Why we chose a spherical configuration
A sphere resting on a flat plane is in a state of neutral equilibrium and has the advantage of having unbiased tendency to roll in any direction when disturbed (Gupta, Singhal and Vasishtha, 1991). The state of neutrality also eliminates the need to deal with tripping and getting back up (as is the case with robots that have limbs).
How we intend to make the sphere roll
To induce rolling motion of the sphere, one common way is to exert a force on the sphere's exterior. However, a limitation of this method is that the sphere needs to be in contact with an external actuator that is responsible for the force. If we were to have any additional fixtures upon the exterior of the sphere, we would lose the unbiased freedom of the ball to move in any direction parallel to the surface it is resting on.
Another method is to displace the center of mass of the robot so that the sphere rolls in the direction of displacement. To execute this idea, a movable, heavy and dense mass is suspended in the middle of a hollow sphere. This heavy mass will be attached to an actuator within the sphere to bring about internal displacement of the robot's centre of mass, without altering the spherical exterior of the robot. Whenever the heavy mass is displaced in a particular direction, the center of mass and hence the robot would move in the same direction.
Why we chose to use diaphragm dielectric elastomer actuators (DEAs)
DEA is a suitable mechanism for inducing internal displacement of the heavy mass we intend to suspend in the hollow sphere, as suggested in the previous paragraph, because DEA is lightweight and will not significantly affect the concentration of mass of the robot at the dense mass. Dielectric elastomers (DEs) are electromechanical transducers able to convert electrical input into mechanical energy as manifested in actuation. In order to actuate, the DE film is painted on both sides with compliant electrodes. When voltage is applied, charging of the DE will induce maxwell stress in the film and it will be compressed in the thickness direction. Assuming that the DE film has unchanged volume (Incompressible), there will be planar expansion of the film. (Gu G. Y. et al., 2017)

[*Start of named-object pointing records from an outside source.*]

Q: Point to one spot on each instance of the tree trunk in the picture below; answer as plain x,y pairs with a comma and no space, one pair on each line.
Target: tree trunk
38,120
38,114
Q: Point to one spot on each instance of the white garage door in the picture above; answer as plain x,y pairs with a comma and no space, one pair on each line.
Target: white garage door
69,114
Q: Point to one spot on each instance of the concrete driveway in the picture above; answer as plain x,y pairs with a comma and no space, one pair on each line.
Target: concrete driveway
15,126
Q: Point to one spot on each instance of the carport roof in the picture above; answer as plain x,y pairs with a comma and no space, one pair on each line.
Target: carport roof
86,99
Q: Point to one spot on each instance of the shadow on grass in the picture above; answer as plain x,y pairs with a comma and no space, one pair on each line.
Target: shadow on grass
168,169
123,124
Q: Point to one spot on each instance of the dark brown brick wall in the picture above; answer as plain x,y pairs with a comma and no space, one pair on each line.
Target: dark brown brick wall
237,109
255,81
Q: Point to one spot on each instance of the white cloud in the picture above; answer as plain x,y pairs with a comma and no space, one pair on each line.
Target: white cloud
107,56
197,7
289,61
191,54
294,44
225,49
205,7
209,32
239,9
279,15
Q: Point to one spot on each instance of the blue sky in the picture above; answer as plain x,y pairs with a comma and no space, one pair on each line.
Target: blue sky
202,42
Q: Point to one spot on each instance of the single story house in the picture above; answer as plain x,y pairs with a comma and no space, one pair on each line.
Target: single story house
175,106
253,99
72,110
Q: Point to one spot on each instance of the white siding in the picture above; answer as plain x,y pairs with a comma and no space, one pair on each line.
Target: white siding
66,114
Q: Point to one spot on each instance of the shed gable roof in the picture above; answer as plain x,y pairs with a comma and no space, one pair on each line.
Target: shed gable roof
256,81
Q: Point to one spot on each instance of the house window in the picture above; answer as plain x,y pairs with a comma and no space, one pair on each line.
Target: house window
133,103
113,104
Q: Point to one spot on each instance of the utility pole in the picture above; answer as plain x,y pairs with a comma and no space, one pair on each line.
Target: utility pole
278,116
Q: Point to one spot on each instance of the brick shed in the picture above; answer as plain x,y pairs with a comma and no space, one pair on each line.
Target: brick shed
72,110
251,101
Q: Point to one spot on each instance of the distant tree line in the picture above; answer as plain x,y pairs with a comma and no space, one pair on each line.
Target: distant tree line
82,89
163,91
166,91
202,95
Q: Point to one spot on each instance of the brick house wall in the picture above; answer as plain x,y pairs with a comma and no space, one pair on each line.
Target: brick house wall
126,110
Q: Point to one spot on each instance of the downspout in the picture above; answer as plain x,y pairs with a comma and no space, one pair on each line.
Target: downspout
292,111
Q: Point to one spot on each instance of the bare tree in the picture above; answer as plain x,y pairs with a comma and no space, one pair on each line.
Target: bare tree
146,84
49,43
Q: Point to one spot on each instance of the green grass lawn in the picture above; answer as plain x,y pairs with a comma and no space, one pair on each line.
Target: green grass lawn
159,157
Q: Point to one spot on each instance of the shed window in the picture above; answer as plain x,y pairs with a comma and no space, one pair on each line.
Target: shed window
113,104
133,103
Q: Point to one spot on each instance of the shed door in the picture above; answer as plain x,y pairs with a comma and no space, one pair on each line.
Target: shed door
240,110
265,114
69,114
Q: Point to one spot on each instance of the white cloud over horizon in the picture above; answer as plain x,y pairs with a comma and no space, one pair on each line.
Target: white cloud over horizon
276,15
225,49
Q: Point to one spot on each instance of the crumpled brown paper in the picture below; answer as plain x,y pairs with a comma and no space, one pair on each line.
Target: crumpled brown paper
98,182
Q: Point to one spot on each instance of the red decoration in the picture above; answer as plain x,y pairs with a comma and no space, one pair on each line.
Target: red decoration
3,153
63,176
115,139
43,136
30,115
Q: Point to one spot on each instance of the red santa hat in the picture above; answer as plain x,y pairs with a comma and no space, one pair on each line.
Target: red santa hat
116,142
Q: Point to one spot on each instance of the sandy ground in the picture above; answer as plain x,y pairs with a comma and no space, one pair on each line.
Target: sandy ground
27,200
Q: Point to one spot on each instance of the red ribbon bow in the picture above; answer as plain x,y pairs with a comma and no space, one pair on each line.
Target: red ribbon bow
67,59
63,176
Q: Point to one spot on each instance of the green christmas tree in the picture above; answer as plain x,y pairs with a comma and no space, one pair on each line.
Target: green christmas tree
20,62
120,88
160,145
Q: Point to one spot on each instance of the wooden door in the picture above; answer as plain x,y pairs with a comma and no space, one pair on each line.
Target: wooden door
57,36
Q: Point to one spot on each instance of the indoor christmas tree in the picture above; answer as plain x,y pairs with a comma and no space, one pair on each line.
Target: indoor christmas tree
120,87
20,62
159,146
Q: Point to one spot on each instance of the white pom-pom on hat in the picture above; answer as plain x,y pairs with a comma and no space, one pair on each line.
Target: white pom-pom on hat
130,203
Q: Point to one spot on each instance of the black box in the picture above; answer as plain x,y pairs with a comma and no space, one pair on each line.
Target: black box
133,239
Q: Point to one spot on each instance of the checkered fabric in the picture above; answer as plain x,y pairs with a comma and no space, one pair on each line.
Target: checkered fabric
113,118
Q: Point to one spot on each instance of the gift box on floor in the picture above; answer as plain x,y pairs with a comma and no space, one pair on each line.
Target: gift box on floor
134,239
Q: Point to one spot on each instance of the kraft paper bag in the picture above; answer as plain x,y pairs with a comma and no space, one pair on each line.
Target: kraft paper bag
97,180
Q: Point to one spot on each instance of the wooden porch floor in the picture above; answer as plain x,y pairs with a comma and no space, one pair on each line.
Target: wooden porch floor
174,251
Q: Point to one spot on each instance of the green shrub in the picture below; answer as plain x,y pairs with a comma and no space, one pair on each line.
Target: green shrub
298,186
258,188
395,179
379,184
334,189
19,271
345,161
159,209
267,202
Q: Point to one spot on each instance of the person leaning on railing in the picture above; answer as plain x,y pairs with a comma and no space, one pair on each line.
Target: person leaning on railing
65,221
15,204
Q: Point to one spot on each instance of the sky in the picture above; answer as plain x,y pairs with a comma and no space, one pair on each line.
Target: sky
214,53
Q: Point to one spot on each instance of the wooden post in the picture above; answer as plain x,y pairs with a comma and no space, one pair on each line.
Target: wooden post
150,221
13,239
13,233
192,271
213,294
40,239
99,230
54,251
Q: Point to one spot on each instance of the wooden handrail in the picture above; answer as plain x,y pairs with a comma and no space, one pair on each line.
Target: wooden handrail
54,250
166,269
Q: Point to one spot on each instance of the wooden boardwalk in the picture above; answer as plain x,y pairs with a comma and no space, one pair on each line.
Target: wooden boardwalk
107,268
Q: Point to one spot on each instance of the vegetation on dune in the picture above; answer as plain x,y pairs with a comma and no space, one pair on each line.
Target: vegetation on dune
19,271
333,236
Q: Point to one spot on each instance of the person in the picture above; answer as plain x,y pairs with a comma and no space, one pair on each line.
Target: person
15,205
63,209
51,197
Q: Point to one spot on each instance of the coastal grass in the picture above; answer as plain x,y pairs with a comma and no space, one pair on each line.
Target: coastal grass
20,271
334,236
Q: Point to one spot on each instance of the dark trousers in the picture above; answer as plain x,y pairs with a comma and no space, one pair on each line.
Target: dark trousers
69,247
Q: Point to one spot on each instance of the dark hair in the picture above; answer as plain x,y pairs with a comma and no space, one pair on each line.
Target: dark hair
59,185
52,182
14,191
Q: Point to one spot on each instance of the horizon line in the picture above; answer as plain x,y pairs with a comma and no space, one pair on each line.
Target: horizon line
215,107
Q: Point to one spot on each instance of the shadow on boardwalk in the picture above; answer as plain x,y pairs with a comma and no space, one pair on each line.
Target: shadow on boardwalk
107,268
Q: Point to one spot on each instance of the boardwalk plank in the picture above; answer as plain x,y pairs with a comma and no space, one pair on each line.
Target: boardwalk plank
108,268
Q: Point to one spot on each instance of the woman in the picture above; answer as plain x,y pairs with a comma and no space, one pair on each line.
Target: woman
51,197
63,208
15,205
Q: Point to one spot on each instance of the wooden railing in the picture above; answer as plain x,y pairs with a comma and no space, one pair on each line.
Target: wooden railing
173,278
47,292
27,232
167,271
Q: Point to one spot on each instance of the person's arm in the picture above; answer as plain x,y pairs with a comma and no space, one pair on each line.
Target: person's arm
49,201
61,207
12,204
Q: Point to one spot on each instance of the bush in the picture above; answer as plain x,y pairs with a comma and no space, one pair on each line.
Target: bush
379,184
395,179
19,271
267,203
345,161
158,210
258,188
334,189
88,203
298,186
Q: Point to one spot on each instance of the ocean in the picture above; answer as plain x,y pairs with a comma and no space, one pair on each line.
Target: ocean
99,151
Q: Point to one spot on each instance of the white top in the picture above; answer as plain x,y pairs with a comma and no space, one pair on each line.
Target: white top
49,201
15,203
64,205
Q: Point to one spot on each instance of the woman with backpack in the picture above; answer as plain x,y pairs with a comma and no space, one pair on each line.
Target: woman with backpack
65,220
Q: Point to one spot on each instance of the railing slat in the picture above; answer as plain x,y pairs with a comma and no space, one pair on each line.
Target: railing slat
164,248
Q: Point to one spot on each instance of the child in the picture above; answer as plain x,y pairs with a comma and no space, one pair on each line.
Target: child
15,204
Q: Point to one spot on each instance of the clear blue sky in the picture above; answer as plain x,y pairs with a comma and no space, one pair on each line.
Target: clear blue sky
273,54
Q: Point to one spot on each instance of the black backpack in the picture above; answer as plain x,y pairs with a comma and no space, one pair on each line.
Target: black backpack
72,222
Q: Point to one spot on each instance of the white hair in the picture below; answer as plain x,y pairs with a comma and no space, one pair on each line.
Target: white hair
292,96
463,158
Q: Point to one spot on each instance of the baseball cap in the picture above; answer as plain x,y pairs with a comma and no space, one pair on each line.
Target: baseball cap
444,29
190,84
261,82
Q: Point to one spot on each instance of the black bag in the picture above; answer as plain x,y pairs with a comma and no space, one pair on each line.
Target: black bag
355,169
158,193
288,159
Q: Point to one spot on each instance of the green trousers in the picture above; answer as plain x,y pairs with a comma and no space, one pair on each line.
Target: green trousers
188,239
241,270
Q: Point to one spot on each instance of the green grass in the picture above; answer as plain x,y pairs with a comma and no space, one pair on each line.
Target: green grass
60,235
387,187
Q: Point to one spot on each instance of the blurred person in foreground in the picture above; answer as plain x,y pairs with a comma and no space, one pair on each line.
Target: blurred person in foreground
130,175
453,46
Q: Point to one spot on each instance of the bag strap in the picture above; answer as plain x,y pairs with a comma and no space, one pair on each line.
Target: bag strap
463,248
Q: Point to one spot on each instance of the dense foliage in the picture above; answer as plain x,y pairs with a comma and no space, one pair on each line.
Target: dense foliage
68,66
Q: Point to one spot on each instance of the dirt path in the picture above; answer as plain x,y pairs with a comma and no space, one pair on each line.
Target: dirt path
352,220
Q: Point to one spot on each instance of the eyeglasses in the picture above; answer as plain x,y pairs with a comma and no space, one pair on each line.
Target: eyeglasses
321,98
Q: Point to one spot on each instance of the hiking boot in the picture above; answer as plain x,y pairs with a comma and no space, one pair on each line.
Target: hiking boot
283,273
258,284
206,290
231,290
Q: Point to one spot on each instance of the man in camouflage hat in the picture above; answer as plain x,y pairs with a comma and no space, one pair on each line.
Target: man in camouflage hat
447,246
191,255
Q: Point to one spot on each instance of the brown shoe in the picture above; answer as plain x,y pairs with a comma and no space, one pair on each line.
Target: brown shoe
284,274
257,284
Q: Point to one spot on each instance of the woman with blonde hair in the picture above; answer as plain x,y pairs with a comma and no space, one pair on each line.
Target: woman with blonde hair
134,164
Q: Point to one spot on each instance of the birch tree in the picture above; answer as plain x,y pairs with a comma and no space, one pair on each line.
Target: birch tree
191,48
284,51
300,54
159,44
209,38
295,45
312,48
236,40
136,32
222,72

Figure 2.1: Schematic of the internal center-of-mass-displacement system
Figure 2.2: Schematic of the heavy mass being displaced
The heavy, dense mass will be suspended at the center of the hollow sphere by means of rigid beams, which will be held in place by 2 diaphragm DEA actuators - the beams will be kept there by the compressive forces exerted by the diaphragms and the diaphragms will be in tension to balance that.
For the diaphragm actuators, DE film will be stretched over a rigid cylindrical film and held in tension because the pre-strained condition enhances the actuation and hence the displacement of the mass (Li B. et al., 2011). Acrylic VHB 4910 is the chosen DE because this material has high dielectric constant, produces good strain and can withstand shear (Adezif.com, 2017; Barnes A. et al., 2007; Plante J. S. and Dubowsky S., 2006).